The Commission has been planning for this election with possible Covid restrictions front of mind.
"It has planned to hold the election on September 19 under level 2 conditions, as they did their planning for the election this year, they have gone out and said how can we hold this election if we were under level 2? And they say it can be done.
"They also say they can hold the election on September 19 if there are up to 5000 people across the country living under level 3 conditions."
If that is not the case, and it is deemed unsafe, the Chief Electoral Officer can extend by three days under her own powers and then for periods of a week after talking with the Prime Minister and Leader of the Opposition, he says.
He says the Prime Minister will be taking advice on what the levels of restriction the country is likely to be under on 19 September.
"If the advice is that Auckland is going to be under level 3 lockdown in September, therefore an election can't be safely held, they will have to put the election date back."
But this process cannot go on forever, Prof Geddis says.
"At some point there's just going to have to be a call made … 'this is going to be the day we hold it', and we cross our fingers and hope to whatever higher power you want that it's actually possible given the Covid situation.
"If it turns out it isn't, well then the onus is on the Chief Electoral Officer to take those steps authorised under the Electoral Act to delay the election and use alternative means of voting to try to deliver a safe election.
"It's the best we can do in a really imperfect world."
A situation could arise where early votes are in and the election day itself is then delayed, he says.
"It is possible to suspend voting in some places and allow voting to take place in others.
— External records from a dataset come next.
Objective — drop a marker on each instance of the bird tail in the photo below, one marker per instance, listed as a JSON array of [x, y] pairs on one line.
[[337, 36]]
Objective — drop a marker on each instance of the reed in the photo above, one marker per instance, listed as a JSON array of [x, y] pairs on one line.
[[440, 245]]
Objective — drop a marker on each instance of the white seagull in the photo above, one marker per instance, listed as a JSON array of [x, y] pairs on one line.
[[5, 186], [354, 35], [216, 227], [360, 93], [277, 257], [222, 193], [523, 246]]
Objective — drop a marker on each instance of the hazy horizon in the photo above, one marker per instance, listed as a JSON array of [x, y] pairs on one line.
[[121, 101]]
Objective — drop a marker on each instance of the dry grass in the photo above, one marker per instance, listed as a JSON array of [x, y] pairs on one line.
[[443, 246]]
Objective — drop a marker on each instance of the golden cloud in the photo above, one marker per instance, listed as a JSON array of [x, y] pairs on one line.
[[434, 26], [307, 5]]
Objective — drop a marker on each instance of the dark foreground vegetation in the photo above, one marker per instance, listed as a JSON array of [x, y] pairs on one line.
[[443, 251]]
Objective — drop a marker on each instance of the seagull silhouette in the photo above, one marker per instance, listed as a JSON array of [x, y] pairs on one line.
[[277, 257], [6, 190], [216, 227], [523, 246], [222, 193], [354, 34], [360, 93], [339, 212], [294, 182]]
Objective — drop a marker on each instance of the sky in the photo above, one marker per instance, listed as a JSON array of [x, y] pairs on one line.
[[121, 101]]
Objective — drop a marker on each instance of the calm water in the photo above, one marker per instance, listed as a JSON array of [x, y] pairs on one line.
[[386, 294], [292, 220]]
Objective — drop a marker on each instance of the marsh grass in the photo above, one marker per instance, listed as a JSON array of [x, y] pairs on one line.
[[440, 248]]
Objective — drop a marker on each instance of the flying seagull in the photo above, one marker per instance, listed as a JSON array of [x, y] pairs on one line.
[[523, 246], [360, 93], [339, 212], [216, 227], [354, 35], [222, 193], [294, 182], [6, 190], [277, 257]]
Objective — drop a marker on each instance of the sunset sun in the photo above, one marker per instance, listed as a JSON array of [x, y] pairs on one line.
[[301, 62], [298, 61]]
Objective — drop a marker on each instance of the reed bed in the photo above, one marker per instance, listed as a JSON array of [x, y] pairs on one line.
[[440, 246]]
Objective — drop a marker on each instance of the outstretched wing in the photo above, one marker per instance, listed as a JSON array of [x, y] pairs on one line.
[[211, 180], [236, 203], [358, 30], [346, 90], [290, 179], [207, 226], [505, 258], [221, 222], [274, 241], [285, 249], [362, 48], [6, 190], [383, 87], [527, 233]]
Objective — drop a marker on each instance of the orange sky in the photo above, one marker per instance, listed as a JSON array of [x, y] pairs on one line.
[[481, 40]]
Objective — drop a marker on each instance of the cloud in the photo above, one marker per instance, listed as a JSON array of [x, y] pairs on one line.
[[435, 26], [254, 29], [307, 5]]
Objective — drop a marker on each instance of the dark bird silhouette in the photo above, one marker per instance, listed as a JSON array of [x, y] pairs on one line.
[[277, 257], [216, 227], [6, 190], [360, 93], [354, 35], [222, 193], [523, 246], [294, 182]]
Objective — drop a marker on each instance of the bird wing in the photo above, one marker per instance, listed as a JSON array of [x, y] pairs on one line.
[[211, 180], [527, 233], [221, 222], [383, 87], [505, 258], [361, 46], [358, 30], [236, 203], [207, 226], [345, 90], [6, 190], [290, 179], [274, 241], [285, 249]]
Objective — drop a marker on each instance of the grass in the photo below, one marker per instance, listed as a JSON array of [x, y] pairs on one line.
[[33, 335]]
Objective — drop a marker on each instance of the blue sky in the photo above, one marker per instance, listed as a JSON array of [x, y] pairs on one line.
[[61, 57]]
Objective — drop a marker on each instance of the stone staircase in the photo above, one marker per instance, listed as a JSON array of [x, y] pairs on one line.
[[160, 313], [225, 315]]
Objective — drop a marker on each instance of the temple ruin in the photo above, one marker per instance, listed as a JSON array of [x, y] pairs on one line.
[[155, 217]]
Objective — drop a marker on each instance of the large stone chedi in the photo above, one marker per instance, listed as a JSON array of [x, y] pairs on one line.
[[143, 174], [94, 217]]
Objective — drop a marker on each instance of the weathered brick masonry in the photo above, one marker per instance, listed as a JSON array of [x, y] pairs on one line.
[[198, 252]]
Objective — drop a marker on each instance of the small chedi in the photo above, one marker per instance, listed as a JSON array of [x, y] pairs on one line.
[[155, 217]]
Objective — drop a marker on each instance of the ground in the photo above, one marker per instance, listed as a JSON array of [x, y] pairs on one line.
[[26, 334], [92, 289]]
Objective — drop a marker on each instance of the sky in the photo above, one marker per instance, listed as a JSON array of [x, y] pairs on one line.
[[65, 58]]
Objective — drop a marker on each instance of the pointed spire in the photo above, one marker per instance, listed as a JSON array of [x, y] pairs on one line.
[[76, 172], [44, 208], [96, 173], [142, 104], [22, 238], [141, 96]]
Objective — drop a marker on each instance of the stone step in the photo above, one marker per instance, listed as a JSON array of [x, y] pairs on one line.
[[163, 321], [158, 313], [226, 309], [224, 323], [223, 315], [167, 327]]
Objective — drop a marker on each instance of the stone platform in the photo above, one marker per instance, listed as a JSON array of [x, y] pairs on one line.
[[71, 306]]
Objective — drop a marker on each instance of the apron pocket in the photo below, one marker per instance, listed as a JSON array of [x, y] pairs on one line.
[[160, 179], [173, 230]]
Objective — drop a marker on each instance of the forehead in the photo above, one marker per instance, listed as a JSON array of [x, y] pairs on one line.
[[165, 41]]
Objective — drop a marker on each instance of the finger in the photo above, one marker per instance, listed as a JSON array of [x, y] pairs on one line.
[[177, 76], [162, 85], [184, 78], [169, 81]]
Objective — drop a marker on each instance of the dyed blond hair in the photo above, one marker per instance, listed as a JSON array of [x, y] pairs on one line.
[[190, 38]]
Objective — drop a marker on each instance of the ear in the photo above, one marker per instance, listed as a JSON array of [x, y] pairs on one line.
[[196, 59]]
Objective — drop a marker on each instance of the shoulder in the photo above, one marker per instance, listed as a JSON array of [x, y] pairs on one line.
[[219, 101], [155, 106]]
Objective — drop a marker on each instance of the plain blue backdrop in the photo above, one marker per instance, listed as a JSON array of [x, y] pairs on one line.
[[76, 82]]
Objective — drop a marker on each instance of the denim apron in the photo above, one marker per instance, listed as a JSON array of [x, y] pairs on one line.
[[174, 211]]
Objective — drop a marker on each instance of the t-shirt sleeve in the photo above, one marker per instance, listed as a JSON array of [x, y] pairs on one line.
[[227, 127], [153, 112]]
If that was to happen however, the count of any ballots is withheld until everybody gets a chance to vote
"So, it may be that some people are voting in some places and those votes are just kept until everyone else has had a chance to vote.
"And only once everyone's votes are in are those ballots then counted and announced."
The constitutional time frames are tight, he says.
"This is the third year of Parliament's term, so Parliament must expire by early October under law.
"Once Parliament's expired you have to have an election within a certain number of days of parliament expiring.
"So, you could actually under law drag it out until the start of December, but in practice November 21 is the last day you can have an election and have it all tidied up and finished before Christmas."
Parliament must reconvene for an election to happen next year, he says.
"We have to have an election this year unless Parliament meets and three quarters of MPs agree to extend the parliamentary term.
"That hasn't happened since World War I, we've had elections throughout the depression, we've had elections through World War II, we've had elections through all the other trouble and strife in New Zealand on a three-yearly basis.
"If this is considered to be such a terrible and unavoidable catastrophe and we need longer, it is possible - but it would be constitutionally a huge move to take."
Political fairness takes a back seat to public safety, he says.
"The primary question has to be whether the election can be held safely or not and that shouldn't be a political decision.
"That should be what are the public health officials saying about the estimated tracking of the disease and the likelihood of being in lockdown in various places.
"Beyond that you start getting into questions of political advantage and political fairness and so on and the problem there is there is no such thing as a completely fair and completely objective election."
Politically there are advantages to the National Party if the election is delayed and to Labour if it goes ahead as planned, but he says this is not the point.
"For me the decision should be purely and only focussed on when it is safe to vote, and I'd like to keep the politicians as far away from that as possible."